Exporters are facing significant shrinkage in their working capital under the new system which is restricting their ability to take in new orders, said a World Bank Report on Challenges of the Goods and Service Tax (GST) implementation in India. The report suggested that reducing the cash flow burden on exporters and reducing cases of refunds would require immediate policy interventions. A Goods and Services Tax in a federal structure by very nature is complex. The GST system in India tries to minimize the complexity by applying a common base and rate across the country. It suggested that the government could reduce the compliance burden on SMEs by providing a longer transition period for them to be part of the full GST requirements. Economic impact of the new system will last for at least a few months until businesses can comply with the new system. The additional cost of compliance and the higher tax compliance is likely to render some marginal businesses unviable which would have real economic impact on investment and jobs. In the interim, the government would need to take additional measures to address these issues of potential slowdown to the economy and minimize any additional compliance burdens on businesses especially SMEs. Highlighting the issues faced in GST implementation, the report elaborated that these include onerous requirements on businesses on collecting and reporting transaction-wise date onto the electronic portal for all businesses with turnover over 7.5 million rupees a year. Issues also arise due to identification of the goods and services with a HSN code to arrive at the correct tax rate to apply. Exporters who earlier had benefited from tax exemptions on their inputs are now required to pay taxes on inputs up front and claim their refunds after filing of tax returns.

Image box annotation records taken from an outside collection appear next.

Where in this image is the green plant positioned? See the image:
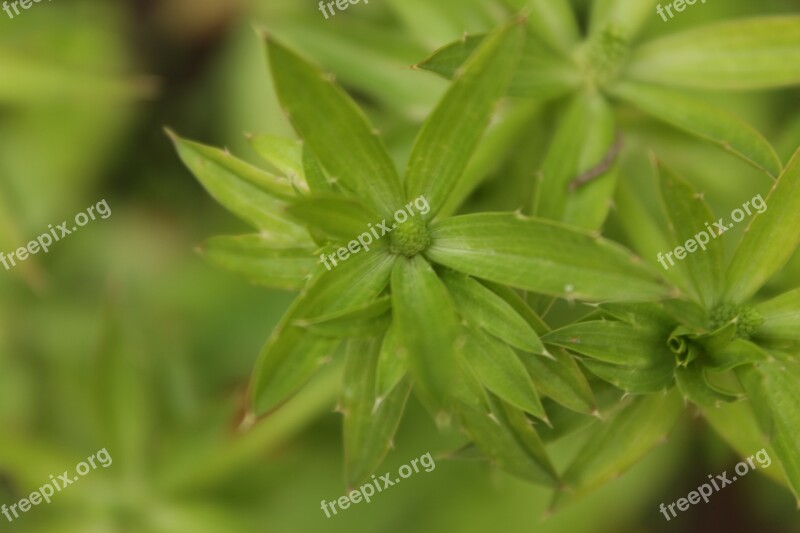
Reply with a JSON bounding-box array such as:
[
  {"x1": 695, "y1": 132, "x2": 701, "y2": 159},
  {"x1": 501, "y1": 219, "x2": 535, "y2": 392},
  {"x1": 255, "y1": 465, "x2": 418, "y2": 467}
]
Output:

Exporters are required to also collect tax on exports as it were a domestic sale if they do not have a Letter of Undertaking or Bond. This is putting pressure on the working capital of small exporters, said the World Bank report. Highlighting the potential ways to address the issues faced by businesses on the implementation of the GST, the World Bank’s report suggested allowing longer period for filing of tax returns such as quarterly filing; supporting taxpayer assistance like the Tax Return Preparer Scheme for Income Tax; Introducing a GST suspension regime for small exporters; Allowing automatic refunds for certain categories of exporters using a risk based approach; Moving to fewer tax rates to address the issue of classification and refunds; Postponing the introduction of the e-way bill until the system stabilizes; and Clarifying to taxpayers the administration of the GST by the dual Central and State Tax Administrations. In the medium to long term two additional steps could be contemplated to address this issue:
Allow suspension of VAT for exporters who source their inputs from exports. This reduces the burden on exporters as otherwise tax is paid to the treasury on imports only to reclaim it on exports. Such a system addresses their cash flow problems that the current system has created. Move to a single rate of VAT which addresses multiple issues including refunds as well as difficulties in classification of sales under the various rates mentioned above.